Ashenafi M
Department of Basic Sciences, Awassa College of Agriculture, Addis Ababa University, Sidamo, Ethiopia.
Plant Foods Hum Nutr. 1994 Feb;45(2):183-9. doi: 10.1007/BF01088476.
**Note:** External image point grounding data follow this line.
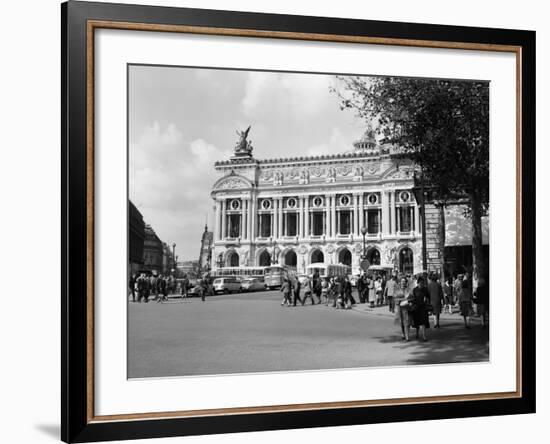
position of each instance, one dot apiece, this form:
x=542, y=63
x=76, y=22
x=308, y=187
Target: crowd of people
x=154, y=287
x=144, y=287
x=411, y=298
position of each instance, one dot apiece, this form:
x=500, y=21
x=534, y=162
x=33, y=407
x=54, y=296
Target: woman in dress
x=400, y=295
x=464, y=294
x=418, y=317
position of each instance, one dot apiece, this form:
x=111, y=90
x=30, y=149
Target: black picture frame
x=77, y=425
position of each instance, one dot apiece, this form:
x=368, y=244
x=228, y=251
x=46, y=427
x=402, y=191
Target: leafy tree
x=443, y=125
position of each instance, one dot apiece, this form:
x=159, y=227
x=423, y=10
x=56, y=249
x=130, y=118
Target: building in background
x=188, y=268
x=153, y=251
x=301, y=210
x=168, y=259
x=136, y=237
x=205, y=254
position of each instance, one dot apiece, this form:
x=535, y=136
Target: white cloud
x=170, y=181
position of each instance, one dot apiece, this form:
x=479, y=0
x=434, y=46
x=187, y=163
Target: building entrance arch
x=317, y=256
x=373, y=256
x=290, y=258
x=344, y=257
x=232, y=259
x=264, y=259
x=406, y=261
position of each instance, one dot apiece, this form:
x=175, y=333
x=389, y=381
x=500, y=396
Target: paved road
x=252, y=333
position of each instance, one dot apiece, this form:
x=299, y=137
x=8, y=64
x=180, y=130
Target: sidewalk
x=384, y=311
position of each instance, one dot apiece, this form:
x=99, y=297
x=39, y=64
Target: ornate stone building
x=300, y=210
x=205, y=254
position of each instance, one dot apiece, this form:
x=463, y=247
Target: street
x=243, y=333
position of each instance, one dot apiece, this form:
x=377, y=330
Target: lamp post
x=419, y=195
x=274, y=252
x=364, y=233
x=173, y=257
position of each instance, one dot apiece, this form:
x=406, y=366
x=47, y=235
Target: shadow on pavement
x=449, y=344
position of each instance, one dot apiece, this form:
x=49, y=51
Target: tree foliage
x=443, y=125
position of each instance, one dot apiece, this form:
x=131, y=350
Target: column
x=274, y=219
x=328, y=221
x=223, y=224
x=280, y=217
x=361, y=212
x=355, y=200
x=300, y=217
x=416, y=219
x=217, y=226
x=253, y=218
x=398, y=223
x=243, y=219
x=385, y=213
x=392, y=212
x=249, y=220
x=306, y=217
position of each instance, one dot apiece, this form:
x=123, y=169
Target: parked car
x=252, y=284
x=230, y=284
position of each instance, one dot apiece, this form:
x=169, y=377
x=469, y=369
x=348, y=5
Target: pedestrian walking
x=161, y=289
x=185, y=287
x=331, y=292
x=418, y=314
x=132, y=286
x=143, y=288
x=317, y=288
x=286, y=289
x=361, y=289
x=370, y=291
x=464, y=296
x=448, y=295
x=481, y=299
x=153, y=286
x=389, y=293
x=401, y=300
x=436, y=297
x=296, y=290
x=324, y=290
x=202, y=289
x=378, y=290
x=349, y=300
x=308, y=291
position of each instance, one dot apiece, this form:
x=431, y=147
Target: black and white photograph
x=291, y=221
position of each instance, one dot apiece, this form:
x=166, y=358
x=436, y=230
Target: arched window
x=406, y=264
x=373, y=257
x=317, y=256
x=344, y=257
x=265, y=259
x=232, y=259
x=291, y=259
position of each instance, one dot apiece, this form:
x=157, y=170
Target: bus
x=275, y=274
x=328, y=270
x=242, y=272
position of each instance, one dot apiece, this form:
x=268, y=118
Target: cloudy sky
x=182, y=120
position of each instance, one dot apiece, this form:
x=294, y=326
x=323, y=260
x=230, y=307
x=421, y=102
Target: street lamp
x=419, y=195
x=364, y=233
x=274, y=252
x=174, y=256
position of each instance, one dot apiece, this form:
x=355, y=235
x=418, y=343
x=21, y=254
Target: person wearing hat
x=436, y=297
x=418, y=316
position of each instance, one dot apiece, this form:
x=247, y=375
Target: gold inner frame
x=97, y=24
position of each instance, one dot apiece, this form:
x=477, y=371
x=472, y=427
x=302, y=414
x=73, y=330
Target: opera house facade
x=301, y=210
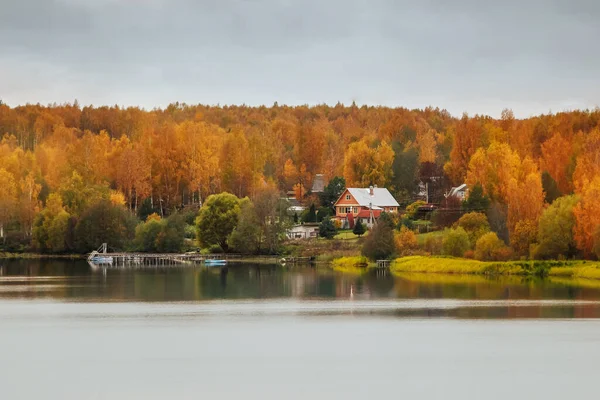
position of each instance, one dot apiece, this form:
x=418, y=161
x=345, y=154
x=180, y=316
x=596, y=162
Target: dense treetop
x=184, y=153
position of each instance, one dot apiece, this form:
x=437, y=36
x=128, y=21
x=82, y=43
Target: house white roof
x=381, y=197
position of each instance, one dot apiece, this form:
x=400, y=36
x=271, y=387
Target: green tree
x=8, y=199
x=51, y=226
x=412, y=209
x=218, y=217
x=386, y=219
x=405, y=168
x=551, y=188
x=379, y=243
x=359, y=229
x=490, y=248
x=271, y=211
x=104, y=222
x=475, y=224
x=246, y=236
x=555, y=229
x=332, y=191
x=77, y=195
x=456, y=242
x=322, y=213
x=310, y=215
x=327, y=229
x=146, y=234
x=171, y=237
x=477, y=200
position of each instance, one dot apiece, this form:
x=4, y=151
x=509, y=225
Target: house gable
x=346, y=198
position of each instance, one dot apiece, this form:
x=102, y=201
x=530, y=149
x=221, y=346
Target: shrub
x=597, y=242
x=379, y=243
x=412, y=209
x=406, y=241
x=523, y=237
x=407, y=222
x=359, y=229
x=105, y=223
x=490, y=248
x=433, y=244
x=555, y=229
x=475, y=224
x=327, y=229
x=455, y=242
x=217, y=218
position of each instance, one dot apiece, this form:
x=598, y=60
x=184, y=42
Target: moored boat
x=214, y=262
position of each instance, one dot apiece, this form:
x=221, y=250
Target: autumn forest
x=62, y=158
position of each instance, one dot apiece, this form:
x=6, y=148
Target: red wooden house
x=365, y=204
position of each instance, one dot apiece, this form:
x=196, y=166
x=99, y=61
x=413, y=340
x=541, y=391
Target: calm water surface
x=259, y=331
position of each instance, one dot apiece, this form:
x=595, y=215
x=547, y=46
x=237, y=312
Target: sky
x=475, y=56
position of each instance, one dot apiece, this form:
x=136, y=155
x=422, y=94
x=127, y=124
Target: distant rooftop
x=318, y=184
x=381, y=197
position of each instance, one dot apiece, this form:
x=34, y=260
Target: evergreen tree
x=332, y=191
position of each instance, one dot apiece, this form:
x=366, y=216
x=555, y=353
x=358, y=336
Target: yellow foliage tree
x=587, y=216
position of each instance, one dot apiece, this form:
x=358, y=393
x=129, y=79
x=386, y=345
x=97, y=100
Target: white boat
x=102, y=260
x=214, y=262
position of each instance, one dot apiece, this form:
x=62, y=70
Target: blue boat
x=214, y=262
x=102, y=260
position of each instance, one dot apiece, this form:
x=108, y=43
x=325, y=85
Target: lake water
x=260, y=331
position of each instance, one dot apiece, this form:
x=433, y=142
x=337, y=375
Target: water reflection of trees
x=75, y=280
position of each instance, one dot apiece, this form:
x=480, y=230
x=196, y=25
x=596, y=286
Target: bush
x=455, y=242
x=105, y=223
x=407, y=222
x=555, y=229
x=490, y=248
x=217, y=218
x=327, y=229
x=406, y=242
x=433, y=244
x=379, y=243
x=359, y=229
x=475, y=224
x=412, y=209
x=161, y=235
x=523, y=237
x=596, y=248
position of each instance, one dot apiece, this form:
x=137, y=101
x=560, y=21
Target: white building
x=305, y=231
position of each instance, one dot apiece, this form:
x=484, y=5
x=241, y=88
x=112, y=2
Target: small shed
x=304, y=231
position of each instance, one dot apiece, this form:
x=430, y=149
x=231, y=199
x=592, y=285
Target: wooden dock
x=103, y=258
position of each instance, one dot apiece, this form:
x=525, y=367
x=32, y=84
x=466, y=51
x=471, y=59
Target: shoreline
x=462, y=266
x=40, y=256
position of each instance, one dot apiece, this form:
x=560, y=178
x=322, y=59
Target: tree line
x=58, y=161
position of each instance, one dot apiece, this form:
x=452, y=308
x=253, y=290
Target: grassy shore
x=443, y=265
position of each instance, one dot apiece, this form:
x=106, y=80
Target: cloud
x=464, y=55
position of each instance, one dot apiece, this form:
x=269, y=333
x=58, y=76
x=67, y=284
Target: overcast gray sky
x=478, y=56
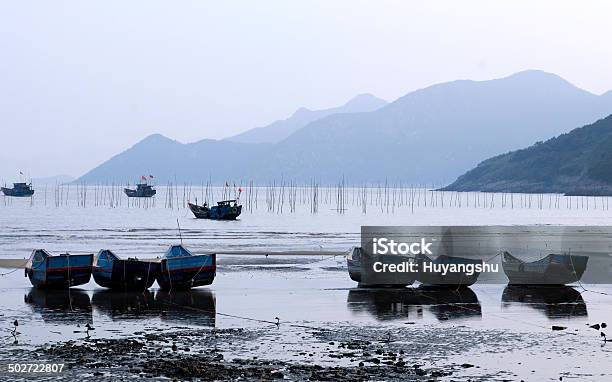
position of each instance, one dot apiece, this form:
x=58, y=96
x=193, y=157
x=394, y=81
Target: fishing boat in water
x=436, y=278
x=58, y=271
x=143, y=190
x=361, y=267
x=19, y=190
x=224, y=210
x=555, y=301
x=110, y=271
x=554, y=269
x=181, y=269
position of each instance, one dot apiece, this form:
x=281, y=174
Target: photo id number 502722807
x=35, y=367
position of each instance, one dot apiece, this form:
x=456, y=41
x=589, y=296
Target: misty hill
x=438, y=132
x=430, y=135
x=279, y=130
x=168, y=160
x=576, y=163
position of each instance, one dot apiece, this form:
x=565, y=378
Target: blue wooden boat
x=143, y=190
x=180, y=269
x=58, y=271
x=451, y=279
x=224, y=210
x=19, y=190
x=360, y=269
x=110, y=271
x=554, y=269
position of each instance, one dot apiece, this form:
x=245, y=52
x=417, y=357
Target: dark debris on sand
x=158, y=355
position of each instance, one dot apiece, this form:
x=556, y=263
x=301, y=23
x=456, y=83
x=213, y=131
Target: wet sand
x=12, y=263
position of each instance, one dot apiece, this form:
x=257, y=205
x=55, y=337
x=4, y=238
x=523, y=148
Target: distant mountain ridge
x=430, y=135
x=279, y=130
x=576, y=163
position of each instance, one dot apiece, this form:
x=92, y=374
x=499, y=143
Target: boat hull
x=181, y=273
x=360, y=268
x=552, y=270
x=60, y=271
x=127, y=275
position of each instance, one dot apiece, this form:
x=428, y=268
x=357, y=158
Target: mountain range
x=279, y=130
x=576, y=163
x=429, y=135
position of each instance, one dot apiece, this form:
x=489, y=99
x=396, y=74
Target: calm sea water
x=496, y=327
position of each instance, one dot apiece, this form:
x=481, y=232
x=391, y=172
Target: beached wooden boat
x=553, y=269
x=188, y=307
x=143, y=190
x=19, y=190
x=450, y=279
x=58, y=271
x=180, y=269
x=224, y=210
x=110, y=271
x=361, y=269
x=555, y=301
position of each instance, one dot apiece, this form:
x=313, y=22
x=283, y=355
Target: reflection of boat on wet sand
x=58, y=271
x=360, y=268
x=194, y=307
x=553, y=269
x=112, y=272
x=554, y=301
x=121, y=305
x=60, y=305
x=391, y=304
x=450, y=279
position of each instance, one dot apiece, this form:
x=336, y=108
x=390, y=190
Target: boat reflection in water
x=554, y=301
x=402, y=303
x=60, y=306
x=192, y=307
x=125, y=305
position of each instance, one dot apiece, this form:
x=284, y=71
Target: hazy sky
x=82, y=80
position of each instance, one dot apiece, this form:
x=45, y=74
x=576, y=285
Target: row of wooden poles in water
x=287, y=196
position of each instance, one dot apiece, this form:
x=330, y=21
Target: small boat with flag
x=181, y=269
x=361, y=268
x=19, y=190
x=554, y=269
x=112, y=272
x=58, y=271
x=224, y=210
x=143, y=189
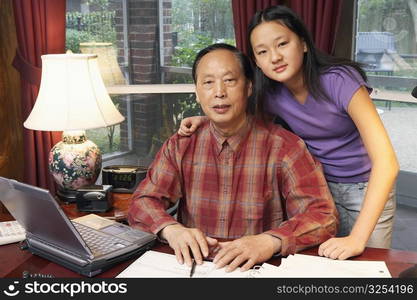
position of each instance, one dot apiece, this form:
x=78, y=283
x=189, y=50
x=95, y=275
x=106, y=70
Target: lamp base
x=409, y=273
x=67, y=196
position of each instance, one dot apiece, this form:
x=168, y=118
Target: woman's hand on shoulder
x=189, y=125
x=341, y=248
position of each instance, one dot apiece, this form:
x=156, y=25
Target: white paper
x=153, y=264
x=308, y=266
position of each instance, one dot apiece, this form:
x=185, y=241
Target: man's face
x=222, y=90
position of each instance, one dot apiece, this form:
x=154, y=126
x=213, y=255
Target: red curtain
x=243, y=10
x=40, y=29
x=322, y=20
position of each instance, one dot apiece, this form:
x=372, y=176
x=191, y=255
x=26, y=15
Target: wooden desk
x=14, y=261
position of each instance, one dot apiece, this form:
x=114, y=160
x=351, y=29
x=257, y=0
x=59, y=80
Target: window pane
x=386, y=45
x=189, y=26
x=151, y=42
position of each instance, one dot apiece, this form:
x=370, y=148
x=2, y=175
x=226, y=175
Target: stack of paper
x=153, y=264
x=307, y=266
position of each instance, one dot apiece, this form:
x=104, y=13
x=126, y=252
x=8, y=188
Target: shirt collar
x=235, y=140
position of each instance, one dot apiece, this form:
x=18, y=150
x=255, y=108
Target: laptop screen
x=39, y=213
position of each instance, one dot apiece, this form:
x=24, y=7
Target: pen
x=192, y=268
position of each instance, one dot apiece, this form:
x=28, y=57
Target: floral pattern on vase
x=74, y=164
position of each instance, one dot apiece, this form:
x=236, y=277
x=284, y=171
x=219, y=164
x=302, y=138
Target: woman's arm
x=383, y=174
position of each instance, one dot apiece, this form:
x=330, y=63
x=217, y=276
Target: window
x=386, y=45
x=144, y=42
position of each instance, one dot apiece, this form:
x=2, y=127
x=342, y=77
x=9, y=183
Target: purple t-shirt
x=326, y=127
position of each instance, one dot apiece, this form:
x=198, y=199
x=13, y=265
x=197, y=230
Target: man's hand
x=248, y=249
x=341, y=248
x=182, y=239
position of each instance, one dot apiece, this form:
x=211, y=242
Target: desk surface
x=14, y=261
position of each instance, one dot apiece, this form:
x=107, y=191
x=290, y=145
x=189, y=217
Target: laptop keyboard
x=99, y=243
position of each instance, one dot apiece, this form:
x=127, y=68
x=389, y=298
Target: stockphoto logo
x=12, y=290
x=71, y=289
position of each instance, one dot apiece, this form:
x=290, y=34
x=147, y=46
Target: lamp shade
x=72, y=95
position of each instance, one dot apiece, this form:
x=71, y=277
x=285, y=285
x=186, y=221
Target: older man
x=238, y=178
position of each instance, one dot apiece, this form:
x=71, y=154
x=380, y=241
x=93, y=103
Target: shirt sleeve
x=311, y=212
x=158, y=191
x=344, y=82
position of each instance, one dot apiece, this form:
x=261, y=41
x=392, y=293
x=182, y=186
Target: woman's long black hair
x=314, y=64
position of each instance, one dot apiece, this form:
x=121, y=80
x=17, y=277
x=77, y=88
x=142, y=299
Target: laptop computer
x=88, y=250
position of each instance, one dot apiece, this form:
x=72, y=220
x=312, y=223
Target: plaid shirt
x=262, y=179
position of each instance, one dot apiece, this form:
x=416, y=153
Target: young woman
x=325, y=100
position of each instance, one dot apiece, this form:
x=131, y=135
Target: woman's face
x=278, y=52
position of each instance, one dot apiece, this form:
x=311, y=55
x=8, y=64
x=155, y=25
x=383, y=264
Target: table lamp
x=72, y=98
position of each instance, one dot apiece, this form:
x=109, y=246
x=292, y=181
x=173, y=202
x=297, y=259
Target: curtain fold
x=322, y=18
x=40, y=29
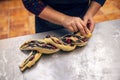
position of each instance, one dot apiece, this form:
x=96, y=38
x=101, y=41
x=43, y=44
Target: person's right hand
x=75, y=24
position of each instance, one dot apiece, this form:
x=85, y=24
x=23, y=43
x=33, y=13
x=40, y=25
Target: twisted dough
x=50, y=45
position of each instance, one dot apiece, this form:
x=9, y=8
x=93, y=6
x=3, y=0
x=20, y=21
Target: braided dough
x=50, y=45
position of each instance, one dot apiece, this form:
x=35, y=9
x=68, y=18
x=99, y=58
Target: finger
x=82, y=22
x=71, y=28
x=81, y=29
x=85, y=20
x=92, y=25
x=74, y=27
x=87, y=30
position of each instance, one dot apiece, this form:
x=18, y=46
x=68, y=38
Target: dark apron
x=69, y=7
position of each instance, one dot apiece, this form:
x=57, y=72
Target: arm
x=94, y=7
x=47, y=13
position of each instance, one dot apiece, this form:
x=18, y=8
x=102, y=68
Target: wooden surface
x=99, y=60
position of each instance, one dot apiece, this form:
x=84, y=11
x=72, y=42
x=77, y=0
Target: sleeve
x=101, y=2
x=34, y=6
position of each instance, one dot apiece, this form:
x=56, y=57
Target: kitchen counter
x=99, y=60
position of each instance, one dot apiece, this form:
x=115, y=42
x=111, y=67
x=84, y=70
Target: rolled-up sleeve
x=101, y=2
x=34, y=6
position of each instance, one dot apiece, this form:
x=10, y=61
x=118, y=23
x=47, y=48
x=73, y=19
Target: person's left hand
x=88, y=20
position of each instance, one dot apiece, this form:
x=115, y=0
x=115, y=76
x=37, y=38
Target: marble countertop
x=99, y=60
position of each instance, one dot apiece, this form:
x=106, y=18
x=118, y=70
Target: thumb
x=85, y=20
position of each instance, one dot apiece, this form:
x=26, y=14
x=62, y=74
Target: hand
x=74, y=24
x=88, y=20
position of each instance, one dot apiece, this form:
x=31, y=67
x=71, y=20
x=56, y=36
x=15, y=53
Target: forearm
x=52, y=15
x=94, y=7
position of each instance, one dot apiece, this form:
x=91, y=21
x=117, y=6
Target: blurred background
x=15, y=20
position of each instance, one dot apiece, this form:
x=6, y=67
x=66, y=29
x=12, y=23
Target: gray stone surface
x=99, y=60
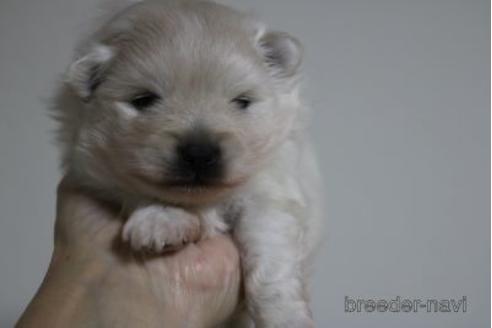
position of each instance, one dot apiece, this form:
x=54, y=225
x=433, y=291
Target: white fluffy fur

Tofu samples consisting of 'Fresh Tofu', 'Herb Tofu', 'Tofu Paste', 'Fried Tofu', 'Tofu Burger', 'Smoked Tofu' and different types of herbs used for making 'Herb Tofu' were analysed for their microbiological load. Tempeh samples consisted of cook water, inoculated beans and fresh tempeh. 'Fresh Tofu' and 'Herb Tofu' had high bacterial counts (> or = 10(5) cfu/g). 'Tofu Burger' and 'Smoked Tofu' had counts around 10(4) cfu/g. 'Tofu Paste' and 'Fried Tofu' had low counts (< 10(2) cfu/g). Cutting board, knife and frequent hand contact with product were the major sources of contamination for tofu. Herbs used for making 'Herb Tofu' were highly contaminated (> 10(5) cfu/g). Cook water and cooked beans for tempeh production had lower counts (< or = 10(4) cfu/g). Initial count of fresh tempeh was high (about 10(8) cfu/g). Most products had counts of > 10(6) cfu/g after 7 days of cold storage. The microbiological quality of the product may improve if producers avoid unnecessary contamination during processing.
对由“新鲜豆腐”“香草豆腐”“豆腐酱”“油炸豆腐”“豆腐汉堡”“烟熏豆腐”组成的豆腐样品以及用于制作“香草豆腐”的不同种类香草进行了微生物负荷分析。丹贝样品包括煮豆水、接种的豆子和新鲜丹贝。“新鲜豆腐”和“香草豆腐”的细菌计数较高(≥10⁵ cfu/g)。“豆腐汉堡”和“烟熏豆腐”的计数约为10⁴ cfu/g。“豆腐酱”和“油炸豆腐”的计数较低(<10² cfu/g)。砧板、刀具以及频繁的手部接触产品是豆腐污染的主要来源。用于制作“香草豆腐”的香草污染严重(>10⁵ cfu/g)。用于丹贝生产的煮豆水和煮熟的豆子计数较低(≤10⁴ cfu/g)。新鲜丹贝的初始计数较高(约10⁸ cfu/g)。大多数产品在冷藏7天后计数>10⁶ cfu/g。如果生产商在加工过程中避免不必要的污染,产品的微生物质量可能会提高。